The test was compiled by the Substance Abuse and Mental Health Services Administration from surveys given to about 70,000 people aged 12 and up.

In total, about 24 million Americans – roughly 9.2 percent of the population – use illicit drugs annually. That includes cocaine, heroin, hallucinogens and the illegal use of prescription drugs. According to researchers, marijuana is the most widely-used of those illegal drugs.
The study supports another study released last week by the University of Washington showing that cannabis is the most popular drug in the world. The University of Washing study also showed that cannabis is the least lethal, noting that prescription drugs kill about 78,000 people each year across the world.
Unfortunately, cannabis use isn’t the only thing on the rise.
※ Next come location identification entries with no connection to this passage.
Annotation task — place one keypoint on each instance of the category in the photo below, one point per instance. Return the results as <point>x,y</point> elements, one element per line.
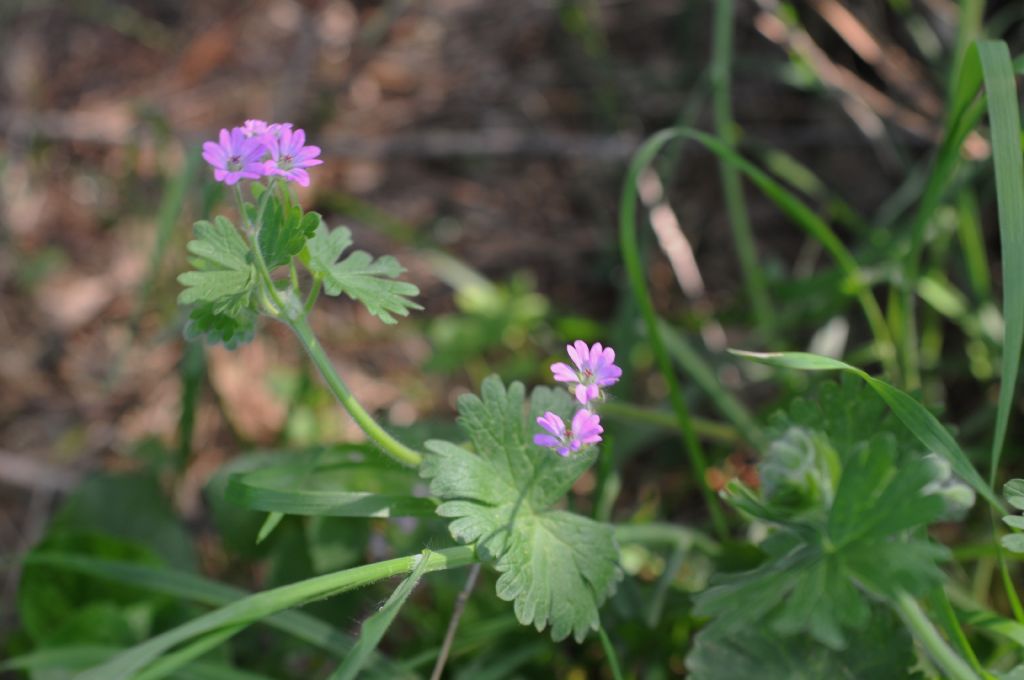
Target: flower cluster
<point>595,370</point>
<point>258,149</point>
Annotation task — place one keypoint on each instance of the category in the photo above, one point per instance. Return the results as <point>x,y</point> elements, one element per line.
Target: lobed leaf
<point>914,417</point>
<point>882,650</point>
<point>358,275</point>
<point>220,285</point>
<point>821,575</point>
<point>284,232</point>
<point>556,567</point>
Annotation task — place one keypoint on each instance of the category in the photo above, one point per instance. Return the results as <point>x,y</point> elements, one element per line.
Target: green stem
<point>609,654</point>
<point>735,205</point>
<point>252,235</point>
<point>378,434</point>
<point>293,275</point>
<point>314,289</point>
<point>927,635</point>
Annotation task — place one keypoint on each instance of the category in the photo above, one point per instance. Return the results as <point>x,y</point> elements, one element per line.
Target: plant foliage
<point>556,566</point>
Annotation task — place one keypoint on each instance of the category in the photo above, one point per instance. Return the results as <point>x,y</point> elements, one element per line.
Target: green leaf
<point>230,331</point>
<point>821,577</point>
<point>848,413</point>
<point>914,417</point>
<point>222,272</point>
<point>285,231</point>
<point>358,275</point>
<point>375,627</point>
<point>221,285</point>
<point>1013,542</point>
<point>883,650</point>
<point>556,566</point>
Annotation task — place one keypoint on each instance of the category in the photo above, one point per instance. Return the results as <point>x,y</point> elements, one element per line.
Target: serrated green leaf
<point>230,331</point>
<point>914,417</point>
<point>358,275</point>
<point>849,413</point>
<point>556,566</point>
<point>284,232</point>
<point>1013,542</point>
<point>821,575</point>
<point>882,650</point>
<point>221,285</point>
<point>877,499</point>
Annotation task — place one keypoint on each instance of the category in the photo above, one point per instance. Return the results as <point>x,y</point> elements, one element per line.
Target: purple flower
<point>289,155</point>
<point>586,429</point>
<point>255,128</point>
<point>235,158</point>
<point>595,369</point>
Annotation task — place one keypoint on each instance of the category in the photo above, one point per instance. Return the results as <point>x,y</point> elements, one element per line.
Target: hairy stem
<point>609,654</point>
<point>391,447</point>
<point>460,606</point>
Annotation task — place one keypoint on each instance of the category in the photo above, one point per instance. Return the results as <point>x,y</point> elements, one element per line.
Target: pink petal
<point>546,440</point>
<point>564,373</point>
<point>583,351</point>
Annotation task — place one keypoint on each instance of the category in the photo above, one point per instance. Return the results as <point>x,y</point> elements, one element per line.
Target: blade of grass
<point>696,368</point>
<point>638,283</point>
<point>916,418</point>
<point>258,606</point>
<point>1004,114</point>
<point>609,653</point>
<point>732,188</point>
<point>174,661</point>
<point>193,588</point>
<point>377,625</point>
<point>80,656</point>
<point>785,201</point>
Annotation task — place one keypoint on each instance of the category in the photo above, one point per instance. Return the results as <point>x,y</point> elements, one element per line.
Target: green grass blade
<point>1004,114</point>
<point>257,491</point>
<point>193,588</point>
<point>167,665</point>
<point>916,418</point>
<point>695,367</point>
<point>76,657</point>
<point>260,605</point>
<point>375,627</point>
<point>732,188</point>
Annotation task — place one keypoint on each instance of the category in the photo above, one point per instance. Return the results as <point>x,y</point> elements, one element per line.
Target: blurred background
<point>481,142</point>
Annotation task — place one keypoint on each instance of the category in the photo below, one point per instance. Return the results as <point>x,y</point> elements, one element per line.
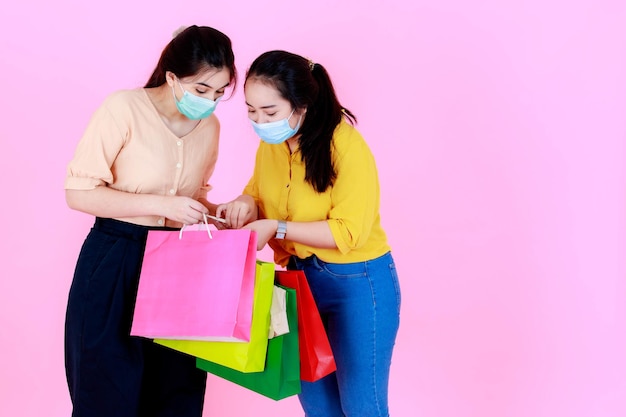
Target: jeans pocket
<point>396,283</point>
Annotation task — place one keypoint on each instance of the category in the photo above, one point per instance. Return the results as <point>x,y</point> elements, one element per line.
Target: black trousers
<point>109,372</point>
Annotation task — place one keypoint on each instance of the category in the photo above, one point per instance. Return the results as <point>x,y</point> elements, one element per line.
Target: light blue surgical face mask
<point>276,132</point>
<point>193,106</point>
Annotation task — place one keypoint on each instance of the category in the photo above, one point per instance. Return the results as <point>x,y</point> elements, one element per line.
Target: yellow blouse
<point>350,205</point>
<point>128,147</point>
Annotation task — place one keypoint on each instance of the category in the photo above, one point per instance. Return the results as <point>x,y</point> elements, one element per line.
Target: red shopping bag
<point>196,285</point>
<point>316,356</point>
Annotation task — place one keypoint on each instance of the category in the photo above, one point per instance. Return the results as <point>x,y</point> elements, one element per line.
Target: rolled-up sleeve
<point>355,196</point>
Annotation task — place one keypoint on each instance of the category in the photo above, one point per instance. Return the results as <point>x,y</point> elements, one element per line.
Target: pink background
<point>499,130</point>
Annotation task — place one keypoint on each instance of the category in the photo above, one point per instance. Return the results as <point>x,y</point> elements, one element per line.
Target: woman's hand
<point>265,230</point>
<point>238,212</point>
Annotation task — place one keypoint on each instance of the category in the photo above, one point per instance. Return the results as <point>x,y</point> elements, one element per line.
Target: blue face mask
<point>194,107</point>
<point>275,132</point>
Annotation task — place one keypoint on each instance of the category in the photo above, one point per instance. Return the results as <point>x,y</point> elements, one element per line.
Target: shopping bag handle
<point>206,223</point>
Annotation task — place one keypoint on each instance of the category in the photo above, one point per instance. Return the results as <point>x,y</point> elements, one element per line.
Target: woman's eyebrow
<point>269,106</point>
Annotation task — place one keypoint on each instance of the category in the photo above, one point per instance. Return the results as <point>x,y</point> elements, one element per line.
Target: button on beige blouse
<point>128,147</point>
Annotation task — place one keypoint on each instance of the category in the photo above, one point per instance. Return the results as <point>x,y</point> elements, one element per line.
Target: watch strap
<point>281,231</point>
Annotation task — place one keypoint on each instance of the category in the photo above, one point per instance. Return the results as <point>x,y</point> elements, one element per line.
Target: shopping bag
<point>281,377</point>
<point>246,356</point>
<point>316,356</point>
<point>196,285</point>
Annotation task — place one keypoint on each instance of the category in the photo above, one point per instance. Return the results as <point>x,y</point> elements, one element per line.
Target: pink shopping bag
<point>196,285</point>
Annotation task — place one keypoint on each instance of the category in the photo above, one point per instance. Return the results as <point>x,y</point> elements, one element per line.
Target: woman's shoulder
<point>126,98</point>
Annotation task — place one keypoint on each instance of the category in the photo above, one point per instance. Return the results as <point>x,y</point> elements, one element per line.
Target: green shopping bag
<point>281,377</point>
<point>242,356</point>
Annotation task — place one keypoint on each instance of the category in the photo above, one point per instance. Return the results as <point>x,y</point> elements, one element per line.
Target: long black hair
<point>306,85</point>
<point>193,49</point>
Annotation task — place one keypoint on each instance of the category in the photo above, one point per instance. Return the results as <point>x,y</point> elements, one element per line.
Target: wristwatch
<point>281,231</point>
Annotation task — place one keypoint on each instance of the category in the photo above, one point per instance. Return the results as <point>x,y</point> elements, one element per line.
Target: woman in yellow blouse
<point>314,197</point>
<point>143,163</point>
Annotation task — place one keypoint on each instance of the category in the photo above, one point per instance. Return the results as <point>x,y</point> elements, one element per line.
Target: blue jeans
<point>360,307</point>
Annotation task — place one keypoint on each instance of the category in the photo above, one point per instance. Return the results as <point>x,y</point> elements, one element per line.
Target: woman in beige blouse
<point>144,162</point>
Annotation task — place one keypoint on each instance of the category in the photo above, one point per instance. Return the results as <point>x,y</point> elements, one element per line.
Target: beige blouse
<point>128,147</point>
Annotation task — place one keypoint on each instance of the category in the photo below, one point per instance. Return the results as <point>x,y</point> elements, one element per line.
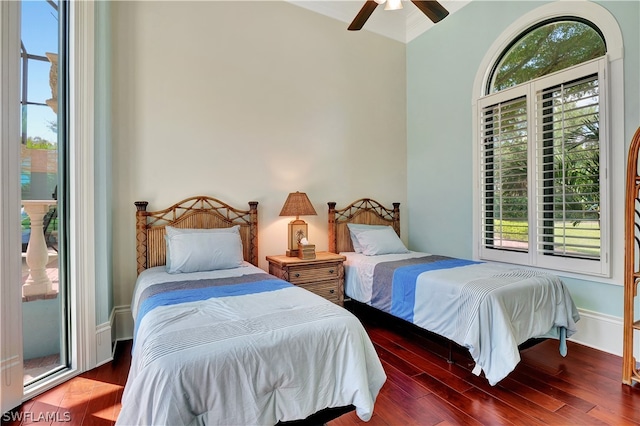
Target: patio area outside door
<point>43,289</point>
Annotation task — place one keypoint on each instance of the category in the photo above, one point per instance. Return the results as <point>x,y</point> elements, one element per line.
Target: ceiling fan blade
<point>432,9</point>
<point>363,15</point>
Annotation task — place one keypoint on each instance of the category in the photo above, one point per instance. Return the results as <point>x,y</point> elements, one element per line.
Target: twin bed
<point>488,308</point>
<point>219,341</point>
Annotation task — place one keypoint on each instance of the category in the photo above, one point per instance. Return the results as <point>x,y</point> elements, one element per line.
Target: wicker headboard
<point>196,212</point>
<point>365,211</point>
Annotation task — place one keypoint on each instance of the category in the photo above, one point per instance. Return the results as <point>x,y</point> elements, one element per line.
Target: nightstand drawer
<point>323,275</point>
<point>329,290</point>
<point>301,275</point>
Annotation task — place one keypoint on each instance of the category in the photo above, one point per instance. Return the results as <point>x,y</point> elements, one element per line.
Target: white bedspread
<point>489,308</point>
<point>251,359</point>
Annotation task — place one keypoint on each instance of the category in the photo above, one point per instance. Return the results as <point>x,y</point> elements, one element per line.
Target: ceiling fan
<point>431,8</point>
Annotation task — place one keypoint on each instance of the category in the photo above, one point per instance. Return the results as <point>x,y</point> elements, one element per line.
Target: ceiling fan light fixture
<point>393,5</point>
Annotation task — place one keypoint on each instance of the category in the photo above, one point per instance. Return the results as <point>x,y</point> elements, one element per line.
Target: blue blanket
<point>399,298</point>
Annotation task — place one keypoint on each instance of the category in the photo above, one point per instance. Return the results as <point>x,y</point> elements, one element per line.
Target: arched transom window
<point>546,48</point>
<point>542,154</point>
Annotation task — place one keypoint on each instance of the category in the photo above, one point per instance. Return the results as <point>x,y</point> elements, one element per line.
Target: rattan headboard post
<point>253,230</point>
<point>332,226</point>
<point>363,211</point>
<point>196,212</point>
<point>141,234</point>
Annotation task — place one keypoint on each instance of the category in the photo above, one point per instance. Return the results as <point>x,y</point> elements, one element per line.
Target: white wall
<point>441,72</point>
<point>250,101</point>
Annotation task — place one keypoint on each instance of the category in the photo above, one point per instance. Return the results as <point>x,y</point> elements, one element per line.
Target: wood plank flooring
<point>422,388</point>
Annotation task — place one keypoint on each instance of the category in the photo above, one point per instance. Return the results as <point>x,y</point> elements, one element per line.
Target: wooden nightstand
<point>323,275</point>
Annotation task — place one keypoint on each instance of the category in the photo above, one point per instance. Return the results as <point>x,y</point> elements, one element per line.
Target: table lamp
<point>297,204</point>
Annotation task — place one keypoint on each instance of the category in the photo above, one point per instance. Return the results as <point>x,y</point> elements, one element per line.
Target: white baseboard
<point>123,320</point>
<point>595,330</point>
<point>599,331</point>
<point>103,343</point>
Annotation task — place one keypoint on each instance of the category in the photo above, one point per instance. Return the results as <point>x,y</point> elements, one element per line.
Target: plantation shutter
<point>504,175</point>
<point>568,172</point>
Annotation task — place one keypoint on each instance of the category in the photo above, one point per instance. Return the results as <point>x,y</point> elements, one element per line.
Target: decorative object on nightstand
<point>323,275</point>
<point>306,250</point>
<point>297,204</point>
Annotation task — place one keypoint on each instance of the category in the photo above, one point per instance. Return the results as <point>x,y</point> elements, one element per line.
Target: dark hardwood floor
<point>422,388</point>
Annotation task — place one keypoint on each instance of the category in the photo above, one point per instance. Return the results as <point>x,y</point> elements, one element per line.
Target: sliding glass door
<point>42,147</point>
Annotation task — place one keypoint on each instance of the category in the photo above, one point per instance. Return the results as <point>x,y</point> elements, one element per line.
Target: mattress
<point>488,308</point>
<point>240,346</point>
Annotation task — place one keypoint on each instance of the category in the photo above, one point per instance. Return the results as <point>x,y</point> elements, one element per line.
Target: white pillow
<point>356,228</point>
<point>381,241</point>
<point>171,231</point>
<point>203,251</point>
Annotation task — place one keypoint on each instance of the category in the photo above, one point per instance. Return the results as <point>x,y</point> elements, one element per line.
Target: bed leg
<point>450,358</point>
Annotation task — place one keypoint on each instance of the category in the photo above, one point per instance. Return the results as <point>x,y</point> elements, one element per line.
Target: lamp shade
<point>297,204</point>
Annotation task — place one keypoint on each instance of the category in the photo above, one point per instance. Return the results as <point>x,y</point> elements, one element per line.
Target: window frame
<point>613,113</point>
<point>533,256</point>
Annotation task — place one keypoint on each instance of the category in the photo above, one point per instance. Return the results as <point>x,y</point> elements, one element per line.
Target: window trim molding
<point>11,357</point>
<point>593,12</point>
<point>607,24</point>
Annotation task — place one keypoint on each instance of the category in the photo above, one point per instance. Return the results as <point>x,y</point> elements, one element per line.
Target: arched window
<point>545,48</point>
<point>542,148</point>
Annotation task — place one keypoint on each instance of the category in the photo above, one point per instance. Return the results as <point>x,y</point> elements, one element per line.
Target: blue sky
<point>39,35</point>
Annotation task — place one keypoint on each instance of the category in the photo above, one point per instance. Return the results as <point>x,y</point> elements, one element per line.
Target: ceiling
<point>402,25</point>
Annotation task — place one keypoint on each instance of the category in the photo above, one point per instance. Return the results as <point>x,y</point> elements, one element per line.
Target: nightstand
<point>323,275</point>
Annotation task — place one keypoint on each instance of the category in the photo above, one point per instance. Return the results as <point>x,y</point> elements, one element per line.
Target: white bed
<point>240,346</point>
<point>488,308</point>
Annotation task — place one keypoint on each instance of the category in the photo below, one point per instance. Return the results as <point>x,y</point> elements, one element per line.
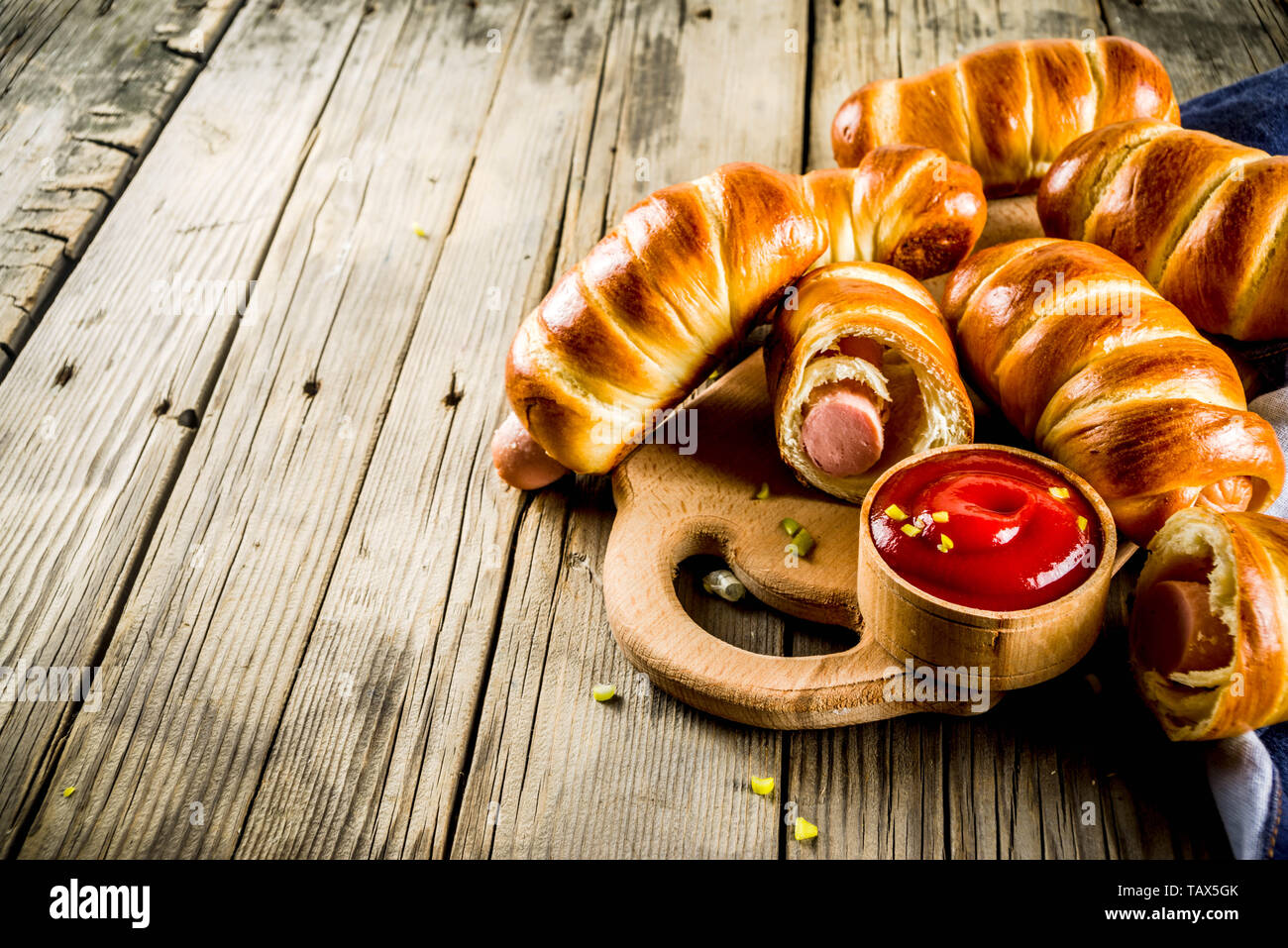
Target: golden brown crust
<point>1202,218</point>
<point>662,298</point>
<point>1245,557</point>
<point>1108,377</point>
<point>1008,110</point>
<point>918,380</point>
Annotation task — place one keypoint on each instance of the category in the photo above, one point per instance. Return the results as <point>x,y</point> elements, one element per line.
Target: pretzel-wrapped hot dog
<point>1210,625</point>
<point>1112,380</point>
<point>862,373</point>
<point>1010,108</point>
<point>666,295</point>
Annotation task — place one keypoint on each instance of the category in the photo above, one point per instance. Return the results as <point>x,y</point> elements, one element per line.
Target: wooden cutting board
<point>673,505</point>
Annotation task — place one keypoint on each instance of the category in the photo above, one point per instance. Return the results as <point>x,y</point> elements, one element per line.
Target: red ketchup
<point>986,530</point>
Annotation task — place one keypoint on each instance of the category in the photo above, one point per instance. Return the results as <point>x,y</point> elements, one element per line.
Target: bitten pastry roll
<point>670,291</point>
<point>1210,626</point>
<point>862,373</point>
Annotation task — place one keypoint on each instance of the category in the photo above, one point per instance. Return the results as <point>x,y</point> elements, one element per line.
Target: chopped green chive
<point>724,583</point>
<point>603,691</point>
<point>802,543</point>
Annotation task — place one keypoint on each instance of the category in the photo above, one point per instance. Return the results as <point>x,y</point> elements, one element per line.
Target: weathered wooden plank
<point>99,410</point>
<point>411,609</point>
<point>25,27</point>
<point>84,90</point>
<point>193,687</point>
<point>553,773</point>
<point>1205,44</point>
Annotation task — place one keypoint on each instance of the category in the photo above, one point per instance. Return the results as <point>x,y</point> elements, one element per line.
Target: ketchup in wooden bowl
<point>987,530</point>
<point>984,557</point>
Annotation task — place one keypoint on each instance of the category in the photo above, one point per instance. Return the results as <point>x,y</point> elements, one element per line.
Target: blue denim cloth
<point>1249,775</point>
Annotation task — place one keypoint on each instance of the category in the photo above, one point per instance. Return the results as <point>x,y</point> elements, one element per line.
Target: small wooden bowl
<point>1020,648</point>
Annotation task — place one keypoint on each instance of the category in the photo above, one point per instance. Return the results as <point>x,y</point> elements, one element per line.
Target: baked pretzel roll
<point>1202,218</point>
<point>862,373</point>
<point>1112,380</point>
<point>1210,626</point>
<point>1008,110</point>
<point>666,295</point>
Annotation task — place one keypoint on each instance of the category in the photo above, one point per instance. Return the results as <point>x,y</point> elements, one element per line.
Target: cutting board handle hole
<point>750,623</point>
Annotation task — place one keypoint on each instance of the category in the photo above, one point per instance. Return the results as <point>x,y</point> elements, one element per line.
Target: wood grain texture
<point>1205,44</point>
<point>101,407</point>
<point>84,90</point>
<point>687,95</point>
<point>411,609</point>
<point>257,517</point>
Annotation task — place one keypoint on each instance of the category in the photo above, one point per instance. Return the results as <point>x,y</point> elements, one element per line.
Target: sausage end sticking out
<point>1175,630</point>
<point>519,460</point>
<point>1231,494</point>
<point>842,430</point>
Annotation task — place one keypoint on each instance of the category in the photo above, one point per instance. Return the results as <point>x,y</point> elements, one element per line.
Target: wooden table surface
<point>322,627</point>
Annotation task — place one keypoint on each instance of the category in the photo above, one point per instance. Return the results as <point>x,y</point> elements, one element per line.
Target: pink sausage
<point>842,432</point>
<point>1173,629</point>
<point>519,460</point>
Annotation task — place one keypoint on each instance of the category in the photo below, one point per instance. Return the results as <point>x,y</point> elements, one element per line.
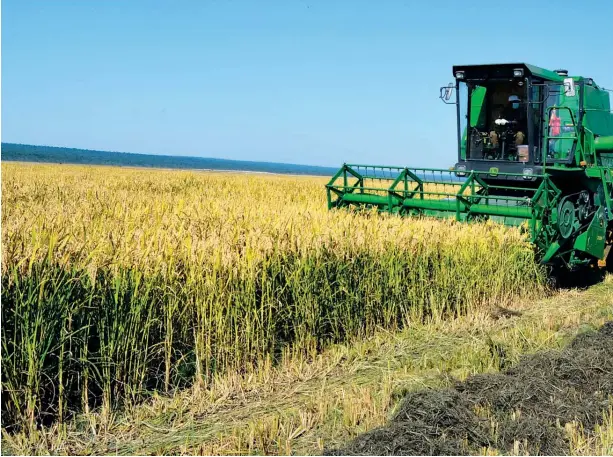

According to the National Survey on Drug Use, heroin use is rising steadily with an 80 percent increase in users over the last five years. In 2012, some 669,000 people reported using heroin.
“This finding show that while we have made progress in preventing some aspects of substance abuse, we must redouble our efforts to reduce and eliminate all forms of it throughout our nation,” SAMHSA Administrator Pamela Hyde said in the report. “These statistics represent real people, families and communities dealing with the devastating consequences of abuse and addiction.”
Keep in mind that this is a government-funded study on addiction, though. Not to downplay serious addictions to things like prescription drugs and heroin, but these people are basically being paid to prove that there is an addiction problem in this country to ensure that they remain employed.
The findings were released Wednesday morning at a press conference kicking off National Recovery Month.